Gene therapy has become an important approach for treating cancer, and electroporation represents a technology for introducing therapeutic genes into a cell. An example of cancer gene therapy relying on gene electrotransfer is the use of immunomodulatory cytokines, such as interleukin 2 (IL-2) and 12 (IL-12), which directly stimulate immune cells at the tumour site. The aim of our study was to determine the effects of gene electrotransfer with two plasmids encoding IL-2 and IL-12 in vitro and in vivo. Two different pulse protocols, known as EP1 (600 V/cm, 5 ms, 1 Hz, 8 pulses) and EP2 (1300 V/cm, 100 µs, 1 Hz, 8 pulses), were assessed in vitro for application in subsequent in vivo experiments. In the in vivo experiment, gene electrotransfer of pIL-2 and pIL-12 using the EP1 protocol was performed in B16.F10 murine melanoma. Combined treatment of tumours using pIL2 and pIL12 induced significant tumour growth delay and 71% complete tumour regression. Furthermore, in tumours coexpressing IL-2 and IL-12, increased accumulation of dendritic cells and M1 macrophages was obtained along with the activation of proinflammatory signals, resulting in CD4 + and CD8 + T-lymphocyte recruitment and immune memory development in the mice. In conclusion, we demonstrated high antitumour efficacy of combined IL-2 and IL-12 gene electrotransfer protocols in low-immunogenicity murine B16.F10 melanoma.

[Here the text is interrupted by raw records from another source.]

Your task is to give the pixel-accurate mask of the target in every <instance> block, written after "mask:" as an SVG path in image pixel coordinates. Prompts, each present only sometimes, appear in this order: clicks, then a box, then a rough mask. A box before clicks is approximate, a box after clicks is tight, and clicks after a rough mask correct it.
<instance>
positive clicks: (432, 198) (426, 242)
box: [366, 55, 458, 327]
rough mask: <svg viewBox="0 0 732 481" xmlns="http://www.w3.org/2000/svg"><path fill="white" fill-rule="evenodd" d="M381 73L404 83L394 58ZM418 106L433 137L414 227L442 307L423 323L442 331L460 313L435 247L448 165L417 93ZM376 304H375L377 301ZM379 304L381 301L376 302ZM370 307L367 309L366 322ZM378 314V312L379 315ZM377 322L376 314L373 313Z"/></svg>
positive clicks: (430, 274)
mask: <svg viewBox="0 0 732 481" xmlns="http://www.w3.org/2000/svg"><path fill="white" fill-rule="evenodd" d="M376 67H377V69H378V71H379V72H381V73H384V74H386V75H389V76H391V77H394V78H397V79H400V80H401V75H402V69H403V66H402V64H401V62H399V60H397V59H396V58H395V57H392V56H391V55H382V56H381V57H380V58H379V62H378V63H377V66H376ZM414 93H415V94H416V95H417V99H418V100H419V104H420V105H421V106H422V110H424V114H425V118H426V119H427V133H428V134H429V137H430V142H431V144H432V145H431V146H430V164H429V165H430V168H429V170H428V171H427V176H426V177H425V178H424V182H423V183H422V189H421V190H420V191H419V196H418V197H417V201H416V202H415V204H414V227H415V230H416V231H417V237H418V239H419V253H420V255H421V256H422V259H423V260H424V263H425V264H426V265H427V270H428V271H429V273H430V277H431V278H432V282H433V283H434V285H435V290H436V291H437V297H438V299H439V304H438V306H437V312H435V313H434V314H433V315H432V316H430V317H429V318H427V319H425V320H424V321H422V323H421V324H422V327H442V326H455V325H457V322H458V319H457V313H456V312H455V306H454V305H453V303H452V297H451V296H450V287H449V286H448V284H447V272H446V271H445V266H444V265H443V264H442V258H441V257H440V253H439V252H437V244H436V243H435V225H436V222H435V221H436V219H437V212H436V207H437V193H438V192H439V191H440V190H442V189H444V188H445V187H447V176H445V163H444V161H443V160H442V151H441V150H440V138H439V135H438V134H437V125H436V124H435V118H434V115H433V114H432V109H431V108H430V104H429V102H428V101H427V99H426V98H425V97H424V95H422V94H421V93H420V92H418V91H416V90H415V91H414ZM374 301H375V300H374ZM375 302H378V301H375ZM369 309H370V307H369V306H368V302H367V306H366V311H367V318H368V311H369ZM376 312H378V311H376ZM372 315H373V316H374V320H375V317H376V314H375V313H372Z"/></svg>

基因治疗已成为治疗癌症的重要方法，而电穿孔代表了一种将治疗基因导入细胞的技术。依赖基因电转移的癌症基因治疗的一个例子是使用免疫调节细胞因子，如白介素 2 (IL-2) 和 12 (IL-12)，它们直接刺激肿瘤部位的免疫细胞。我们研究的目的是在体外和体内确定用两种编码 IL-2 和 IL-12 的质粒进行基因电转移的效果。体外评估了两种不同的脉冲协议，称为 EP1（600 V/cm、5 ms、1 Hz、8 个脉冲）和 EP2（1300 V/cm、100 µs、1 Hz、8 个脉冲），以用于随后的体内实验。在体内在实验中，使用 EP1 方案对 pIL-2 和 pIL-12 进行基因电转移在 B16.F10 鼠黑色素瘤中进行。使用 pIL2 和 pIL12 联合治疗肿瘤诱导显着的肿瘤生长延迟和 71% 的肿瘤完全消退。此外，在共表达 IL-2 和 IL-12 的肿瘤中，随着促炎信号的激活，树突状细胞和 M1 巨噬细胞的积累增加，导致小鼠 CD4 + 和 CD8 + T 淋巴细胞募集和免疫记忆发育。总之，我们证明了联合 IL-2 和 IL-12 基因电转移方案在低免疫原性小鼠 B16.F10 黑色素瘤中的高抗肿瘤功效。